Lex Theory

During the first phase the compiler reads the input and converts strings in the source to tokens. With regular expressions we can specify patterns to lex so it can generate code that will allow it to scan and match strings in the input. Each pattern in the input to lex has an associated action. Typically an action returns a token that represents the matched string for subsequent use by the parser. Initially we will simply print the matched string rather than return a token value.

The following represents a simple pattern, composed of a regular expression, that scans for identifiers. Lex will read this pattern and produce C code for a lexical analyzer that scans for identifiers.

letter(letter|digit)*

This pattern matches a string of characters that begins with a single letter followed by zero or more letters or digits. This example nicely illustrates operations allowed in regular expressions:

repetition, expressed by the "*" operator
alternation, expressed by the "|" operator
concatenation

Any regular expression expressions may be expressed as a finite state automaton (FSA). We can represent an FSA using states, and transitions between states. There is one start state and one or more final or accepting states.

Figure 3: Finite State Automaton

In Figure 3 state 0 is the start state and state 2 is the accepting state. As characters are read we make a transition from one state to another. When the first letter is read we transition to state 1. We remain in state 1 as more letters or digits are read. When we read a character other than a letter or digit we transition to accepting state 2. Any FSA may be expressed as a computer program. For example, our 3-state machine is easily programmed:

start:  goto state0

state0: read c
        if c = letter goto state1
        goto state0

state1: read c
        if c = letter goto state1
        if c = digit goto state1
        goto state2

state2: accept string

This is the technique used by lex. Regular expressions are translated by lex to a computer program that mimics an FSA. Using the next input character and current state the next state is easily determined by indexing into a computer-generated state table.
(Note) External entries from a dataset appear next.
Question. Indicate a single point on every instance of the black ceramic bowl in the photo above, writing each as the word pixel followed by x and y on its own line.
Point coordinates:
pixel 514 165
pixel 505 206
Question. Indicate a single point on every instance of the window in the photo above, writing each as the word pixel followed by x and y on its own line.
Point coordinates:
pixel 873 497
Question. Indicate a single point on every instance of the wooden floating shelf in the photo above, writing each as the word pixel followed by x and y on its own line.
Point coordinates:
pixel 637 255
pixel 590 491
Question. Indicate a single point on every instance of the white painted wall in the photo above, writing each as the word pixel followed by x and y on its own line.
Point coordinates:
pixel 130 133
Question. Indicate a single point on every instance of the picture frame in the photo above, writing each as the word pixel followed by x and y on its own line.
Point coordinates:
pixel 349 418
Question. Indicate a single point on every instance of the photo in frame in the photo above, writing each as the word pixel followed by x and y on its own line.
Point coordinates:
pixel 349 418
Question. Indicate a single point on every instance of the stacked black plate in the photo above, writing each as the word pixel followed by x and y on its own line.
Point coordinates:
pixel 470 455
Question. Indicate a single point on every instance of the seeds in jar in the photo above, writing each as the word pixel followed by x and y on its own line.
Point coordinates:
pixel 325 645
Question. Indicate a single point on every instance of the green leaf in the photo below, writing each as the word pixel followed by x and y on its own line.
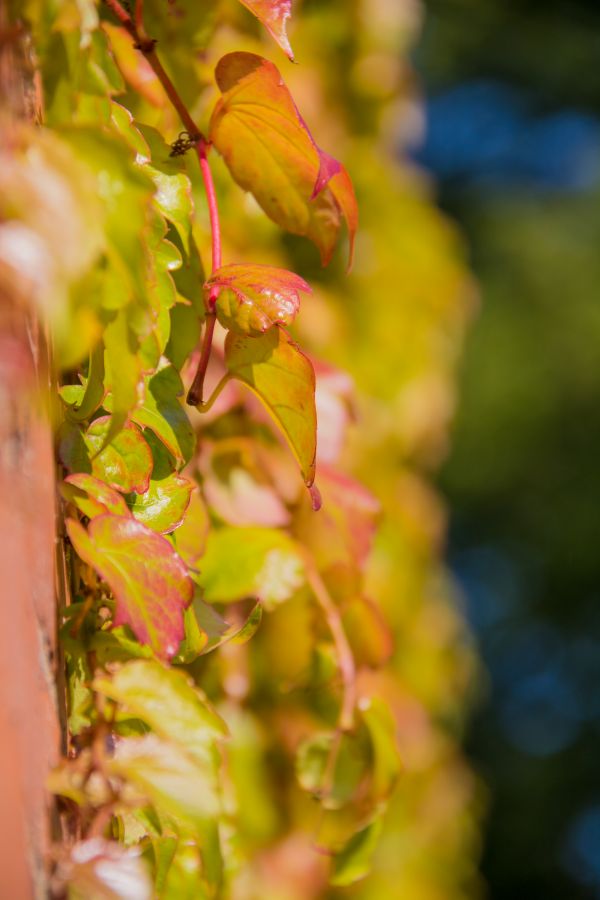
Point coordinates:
pixel 386 759
pixel 274 15
pixel 172 780
pixel 190 537
pixel 150 583
pixel 123 366
pixel 162 507
pixel 93 497
pixel 269 151
pixel 184 877
pixel 90 396
pixel 173 195
pixel 124 464
pixel 275 368
pixel 353 862
pixel 167 701
pixel 333 765
pixel 253 298
pixel 162 412
pixel 250 562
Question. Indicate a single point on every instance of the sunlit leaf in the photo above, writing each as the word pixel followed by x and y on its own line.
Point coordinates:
pixel 172 780
pixel 125 464
pixel 93 497
pixel 124 367
pixel 190 537
pixel 150 583
pixel 162 412
pixel 88 396
pixel 184 876
pixel 162 507
pixel 105 870
pixel 167 701
pixel 135 68
pixel 333 765
pixel 354 860
pixel 386 759
pixel 253 298
pixel 269 150
pixel 279 373
pixel 250 562
pixel 274 15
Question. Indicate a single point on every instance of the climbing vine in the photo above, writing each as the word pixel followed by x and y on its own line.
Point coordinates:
pixel 229 685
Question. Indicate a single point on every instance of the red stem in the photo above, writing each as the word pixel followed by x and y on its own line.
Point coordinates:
pixel 213 210
pixel 194 396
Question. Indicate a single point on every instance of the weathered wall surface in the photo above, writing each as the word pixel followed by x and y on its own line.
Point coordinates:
pixel 29 729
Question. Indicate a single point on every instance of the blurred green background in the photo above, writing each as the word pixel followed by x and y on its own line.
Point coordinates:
pixel 513 141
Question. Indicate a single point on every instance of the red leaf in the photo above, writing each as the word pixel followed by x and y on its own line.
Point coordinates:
pixel 253 298
pixel 274 15
pixel 100 498
pixel 150 583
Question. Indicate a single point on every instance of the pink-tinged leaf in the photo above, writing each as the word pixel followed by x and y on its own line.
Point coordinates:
pixel 104 870
pixel 274 15
pixel 164 504
pixel 93 497
pixel 269 151
pixel 275 368
pixel 124 464
pixel 150 583
pixel 253 298
pixel 343 531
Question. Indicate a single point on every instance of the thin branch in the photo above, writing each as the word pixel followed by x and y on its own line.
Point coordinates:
pixel 139 15
pixel 204 407
pixel 213 212
pixel 345 657
pixel 194 396
pixel 146 46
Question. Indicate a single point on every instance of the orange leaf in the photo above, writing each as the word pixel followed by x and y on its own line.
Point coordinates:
pixel 269 151
pixel 253 298
pixel 150 583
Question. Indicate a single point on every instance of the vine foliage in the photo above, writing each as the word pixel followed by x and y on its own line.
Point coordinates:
pixel 228 676
pixel 159 577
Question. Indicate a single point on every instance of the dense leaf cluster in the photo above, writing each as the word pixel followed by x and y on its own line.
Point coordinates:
pixel 213 747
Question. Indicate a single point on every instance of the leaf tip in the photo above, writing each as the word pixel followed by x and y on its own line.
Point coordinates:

Now we can easily understand some of lex’s limitations. For example, lex cannot be used to recognize nested structures such as parentheses. Nested structures are handled by incorporating a stack. Whenever we encounter a "(" we push it on the stack. When a ")" is encountered we match it with the top of the stack and pop the stack. However lex only has states and transitions between states. Since it has no stack it is not well suited for parsing nested structures. Yacc augments an FSA with a stack and can process constructs such as parentheses with ease. The important thing is to use the right tool for the job. Lex is good at pattern matching. Yacc is appropriate for more challenging tasks.